La bibliotecaria del Congreso Carla D. Hayden dio a conocer a los legisladores en marzo las versiones de los cambios propuestos, junto con un informe de progreso sobre los esfuerzos de financiación. El proyecto incluye una “experiencia de orientación mejorada” para dar la bienvenida a los visitantes a la biblioteca y a un centro juvenil.

De las 1.9 millones de personas que visitaron la biblioteca el año pasado, el 20% eran menores de 18 años. Hayden, que comenzó su carrera como bibliotecaria en bibliotecas escolares en Chicago, está comprometida a hacer del LOC un lugar atractivo no sólo para académicos, autores e investigadores, sino también para las familias que visitan Washington. Las razones de Hayden son: “¿Cómo inspiramos a los jóvenes? Nos estamos concentrando en las edades de 7 años en adelante, porque es una edad en la que están muy interesados en la no ficción y los hechos”

Entre las novedades que se tienen en mente, es crear un “óculo”, es decir una gran ventana abovedada, que permitirá a los visitantes contemplar la grandiosa sala de lectura principal sin perturbar la investigación que se está llevando a cabo en su interior. La biblioteca quería proporcionar la posibilidad de que los visitantes conocieran este espacio y no causara ninguna perturbación ruidosa. “La idea era proporcionar a la gente, y especialmente a los jóvenes, la oportunidad de contemplar a los estudiosos inmersos en su tarea e inspirarse “, fue uno de los objetivos principales, dijo Hayden.

El óculo estará en el centro de la colección de libros de la sala Thomas Jefferson, junto a la nueva área de orientación de la biblioteca.

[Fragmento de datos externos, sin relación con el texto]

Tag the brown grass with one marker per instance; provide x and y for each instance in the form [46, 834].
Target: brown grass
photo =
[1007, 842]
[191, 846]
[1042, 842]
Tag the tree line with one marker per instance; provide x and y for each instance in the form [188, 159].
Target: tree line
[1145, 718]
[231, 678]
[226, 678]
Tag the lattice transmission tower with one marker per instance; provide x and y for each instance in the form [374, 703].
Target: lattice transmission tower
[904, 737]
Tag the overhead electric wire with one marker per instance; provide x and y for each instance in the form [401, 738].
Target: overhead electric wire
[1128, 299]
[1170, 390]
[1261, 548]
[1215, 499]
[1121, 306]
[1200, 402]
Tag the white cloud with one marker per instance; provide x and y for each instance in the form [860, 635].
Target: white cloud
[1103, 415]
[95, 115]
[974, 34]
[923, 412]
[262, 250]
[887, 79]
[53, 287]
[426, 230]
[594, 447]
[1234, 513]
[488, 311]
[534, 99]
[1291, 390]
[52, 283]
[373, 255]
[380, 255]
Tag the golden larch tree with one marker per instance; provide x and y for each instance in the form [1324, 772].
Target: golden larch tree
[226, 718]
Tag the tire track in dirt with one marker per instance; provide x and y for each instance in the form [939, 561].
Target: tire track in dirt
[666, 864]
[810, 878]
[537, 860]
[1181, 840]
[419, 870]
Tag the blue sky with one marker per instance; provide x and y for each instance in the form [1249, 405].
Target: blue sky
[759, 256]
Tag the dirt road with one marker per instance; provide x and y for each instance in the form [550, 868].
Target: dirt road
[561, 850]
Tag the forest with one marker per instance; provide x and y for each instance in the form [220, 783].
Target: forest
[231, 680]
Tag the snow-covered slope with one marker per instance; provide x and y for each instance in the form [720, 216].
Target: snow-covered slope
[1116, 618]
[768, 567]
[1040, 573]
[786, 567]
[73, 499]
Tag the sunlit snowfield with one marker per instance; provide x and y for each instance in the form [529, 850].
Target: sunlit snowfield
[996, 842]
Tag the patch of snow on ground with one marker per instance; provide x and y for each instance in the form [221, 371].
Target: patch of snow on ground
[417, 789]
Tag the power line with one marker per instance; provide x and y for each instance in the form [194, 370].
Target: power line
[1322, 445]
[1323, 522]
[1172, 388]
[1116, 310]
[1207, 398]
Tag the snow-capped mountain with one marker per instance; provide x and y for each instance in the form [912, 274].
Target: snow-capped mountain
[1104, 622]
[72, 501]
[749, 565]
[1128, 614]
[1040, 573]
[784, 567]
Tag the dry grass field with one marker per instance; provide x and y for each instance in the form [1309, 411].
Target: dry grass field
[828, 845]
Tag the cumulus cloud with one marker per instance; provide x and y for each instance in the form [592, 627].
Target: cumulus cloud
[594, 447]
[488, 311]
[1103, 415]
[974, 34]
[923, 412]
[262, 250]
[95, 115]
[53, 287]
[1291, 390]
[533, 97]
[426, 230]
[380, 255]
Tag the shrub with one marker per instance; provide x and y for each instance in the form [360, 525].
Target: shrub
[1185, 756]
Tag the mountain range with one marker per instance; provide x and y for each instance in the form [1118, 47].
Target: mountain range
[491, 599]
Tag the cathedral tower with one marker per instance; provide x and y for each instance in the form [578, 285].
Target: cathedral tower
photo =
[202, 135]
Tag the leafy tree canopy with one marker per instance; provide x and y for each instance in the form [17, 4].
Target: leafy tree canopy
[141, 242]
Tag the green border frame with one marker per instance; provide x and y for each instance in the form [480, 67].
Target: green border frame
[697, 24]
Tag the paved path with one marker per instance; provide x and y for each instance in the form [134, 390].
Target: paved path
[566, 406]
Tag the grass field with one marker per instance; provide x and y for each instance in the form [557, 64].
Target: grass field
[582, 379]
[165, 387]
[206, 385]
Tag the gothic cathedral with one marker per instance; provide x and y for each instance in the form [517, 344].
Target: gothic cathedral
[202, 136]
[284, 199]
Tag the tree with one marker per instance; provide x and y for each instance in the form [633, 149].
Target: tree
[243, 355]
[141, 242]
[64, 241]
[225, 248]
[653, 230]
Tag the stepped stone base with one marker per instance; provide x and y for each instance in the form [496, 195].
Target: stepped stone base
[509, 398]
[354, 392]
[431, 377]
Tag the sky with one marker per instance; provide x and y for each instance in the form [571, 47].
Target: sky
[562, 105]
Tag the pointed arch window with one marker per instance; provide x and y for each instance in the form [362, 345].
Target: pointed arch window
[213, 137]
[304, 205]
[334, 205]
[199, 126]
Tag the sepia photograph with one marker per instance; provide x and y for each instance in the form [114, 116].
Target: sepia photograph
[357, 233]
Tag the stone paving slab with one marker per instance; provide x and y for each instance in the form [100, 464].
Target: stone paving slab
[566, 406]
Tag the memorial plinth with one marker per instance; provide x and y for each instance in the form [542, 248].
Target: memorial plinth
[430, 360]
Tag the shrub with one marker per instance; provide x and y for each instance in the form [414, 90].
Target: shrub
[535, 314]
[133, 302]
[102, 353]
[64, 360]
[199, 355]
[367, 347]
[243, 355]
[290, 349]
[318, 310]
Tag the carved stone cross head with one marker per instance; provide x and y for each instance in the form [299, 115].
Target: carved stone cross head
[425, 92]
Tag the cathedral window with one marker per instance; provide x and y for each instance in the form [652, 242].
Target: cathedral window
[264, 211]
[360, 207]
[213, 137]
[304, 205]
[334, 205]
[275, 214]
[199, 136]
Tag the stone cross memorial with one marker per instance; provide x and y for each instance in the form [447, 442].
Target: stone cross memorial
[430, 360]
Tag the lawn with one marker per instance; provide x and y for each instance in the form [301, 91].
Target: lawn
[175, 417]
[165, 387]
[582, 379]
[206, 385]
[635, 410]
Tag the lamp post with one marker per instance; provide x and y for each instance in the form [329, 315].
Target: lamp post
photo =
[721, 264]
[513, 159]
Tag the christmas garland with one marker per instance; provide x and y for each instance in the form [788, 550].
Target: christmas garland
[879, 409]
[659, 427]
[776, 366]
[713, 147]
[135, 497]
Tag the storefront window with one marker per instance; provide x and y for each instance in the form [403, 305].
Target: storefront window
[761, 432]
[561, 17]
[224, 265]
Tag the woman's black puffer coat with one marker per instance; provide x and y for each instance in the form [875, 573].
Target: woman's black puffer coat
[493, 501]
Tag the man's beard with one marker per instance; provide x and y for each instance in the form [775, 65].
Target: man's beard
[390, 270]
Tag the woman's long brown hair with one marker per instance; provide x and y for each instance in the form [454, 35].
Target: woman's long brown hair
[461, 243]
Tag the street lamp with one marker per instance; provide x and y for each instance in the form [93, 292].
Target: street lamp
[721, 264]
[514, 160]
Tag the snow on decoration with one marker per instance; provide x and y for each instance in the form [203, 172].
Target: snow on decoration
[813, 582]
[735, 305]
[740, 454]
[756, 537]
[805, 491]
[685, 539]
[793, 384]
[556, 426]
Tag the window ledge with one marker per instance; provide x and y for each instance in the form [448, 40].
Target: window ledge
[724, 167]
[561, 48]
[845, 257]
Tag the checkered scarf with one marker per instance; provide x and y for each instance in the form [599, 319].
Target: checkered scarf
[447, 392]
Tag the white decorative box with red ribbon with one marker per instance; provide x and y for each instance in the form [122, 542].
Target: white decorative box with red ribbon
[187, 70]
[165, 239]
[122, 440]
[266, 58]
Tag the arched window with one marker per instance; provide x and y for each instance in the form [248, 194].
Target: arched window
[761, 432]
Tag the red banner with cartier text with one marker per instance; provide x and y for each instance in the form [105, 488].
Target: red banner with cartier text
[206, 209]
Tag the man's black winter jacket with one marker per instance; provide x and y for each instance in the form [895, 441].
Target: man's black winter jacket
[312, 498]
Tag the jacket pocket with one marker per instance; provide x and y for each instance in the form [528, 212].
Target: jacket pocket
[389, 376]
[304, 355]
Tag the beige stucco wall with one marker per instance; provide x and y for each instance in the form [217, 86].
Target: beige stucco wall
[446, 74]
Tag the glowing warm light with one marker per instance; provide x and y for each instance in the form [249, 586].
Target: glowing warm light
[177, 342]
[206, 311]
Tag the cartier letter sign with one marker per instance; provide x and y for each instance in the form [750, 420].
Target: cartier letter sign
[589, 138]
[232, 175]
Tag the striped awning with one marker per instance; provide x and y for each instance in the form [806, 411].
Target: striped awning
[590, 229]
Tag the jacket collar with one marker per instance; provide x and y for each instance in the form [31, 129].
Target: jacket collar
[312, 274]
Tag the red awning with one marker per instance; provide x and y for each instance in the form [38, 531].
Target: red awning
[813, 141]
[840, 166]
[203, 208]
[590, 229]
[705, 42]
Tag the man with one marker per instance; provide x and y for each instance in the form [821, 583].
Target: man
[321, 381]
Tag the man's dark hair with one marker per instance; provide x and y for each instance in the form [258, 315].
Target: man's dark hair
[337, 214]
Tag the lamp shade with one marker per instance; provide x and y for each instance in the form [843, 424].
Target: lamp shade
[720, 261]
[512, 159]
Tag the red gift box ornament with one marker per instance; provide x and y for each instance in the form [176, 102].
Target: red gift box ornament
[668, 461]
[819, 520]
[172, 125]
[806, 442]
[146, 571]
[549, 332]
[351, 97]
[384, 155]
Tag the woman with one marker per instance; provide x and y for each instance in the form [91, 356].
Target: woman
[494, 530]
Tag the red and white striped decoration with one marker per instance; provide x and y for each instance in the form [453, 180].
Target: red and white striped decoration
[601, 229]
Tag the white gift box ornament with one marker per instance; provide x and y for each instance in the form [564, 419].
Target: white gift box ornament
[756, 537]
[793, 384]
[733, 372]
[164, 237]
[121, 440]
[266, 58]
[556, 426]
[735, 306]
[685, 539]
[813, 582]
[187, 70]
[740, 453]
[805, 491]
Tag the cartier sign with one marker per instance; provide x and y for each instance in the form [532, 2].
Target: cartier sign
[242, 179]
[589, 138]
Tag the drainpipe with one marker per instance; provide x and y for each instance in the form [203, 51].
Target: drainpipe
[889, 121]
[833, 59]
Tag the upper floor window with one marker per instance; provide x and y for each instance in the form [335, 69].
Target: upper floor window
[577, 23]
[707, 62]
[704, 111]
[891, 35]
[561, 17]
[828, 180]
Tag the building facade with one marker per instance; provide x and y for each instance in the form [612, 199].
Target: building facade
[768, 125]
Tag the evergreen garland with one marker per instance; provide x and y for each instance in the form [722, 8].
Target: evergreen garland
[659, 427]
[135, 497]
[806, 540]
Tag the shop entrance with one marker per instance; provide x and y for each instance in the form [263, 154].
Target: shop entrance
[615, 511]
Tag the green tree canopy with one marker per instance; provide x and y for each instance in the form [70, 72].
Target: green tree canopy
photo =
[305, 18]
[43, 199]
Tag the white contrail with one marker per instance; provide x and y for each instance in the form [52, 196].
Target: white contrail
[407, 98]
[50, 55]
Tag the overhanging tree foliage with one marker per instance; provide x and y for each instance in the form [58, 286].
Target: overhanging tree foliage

Esa colección se encuentra actualmente en el segundo piso de la biblioteca “en una especie de rincón”, según Hayden, por lo que muchos visitantes no conocen o no tienen la motivación para conocer esta zona tan singular de la institución.

También se creará un centro juvenil  formado por  un “laboratorios de aprendizaje” que permitirán a los jóvenes interactuar con las colecciones de la biblioteca. La tecnología será un elemento importante de la renovación de la experiencia del visitante, en línea con un amplio “programa de digitalización” esbozado en el plan estratégico digital de la agencia. La biblioteca quiere “abrir el cofre del tesoro” y facilitar el acceso público a sus vastas colecciones, tanto en persona como en línea.

Los recursos interactivos permitirán a los visitantes sumergirse en sus intereses. Los visitantes dispondrán de un mapa interactivo de los Estados Unidos en el que el visitante podría presionar sobre su estado de origen, y ver los recursos que tiene la biblioteca sobre ese lugar. Además, algunos de esos materiales se podrán descargar en teléfonos inteligentes u otros dispositivos.

Los visitantes entrarán a la biblioteca a través de un pasillo que destaca a autores famosos, como David McCullough, Doris Kearns Goodwin y Alex Haley, que usaron la biblioteca para investigar y escribir sus obras.

Los cambios en el Edificio Thomas Jefferson serán financiados por una asociación público-privada por un total de 60 millones de dólares. Los donantes se han comprometido a aportar 40 millones de dólares, mientras que otros 20 millones de dólares serán igualados por fondos privados recaudados por la biblioteca.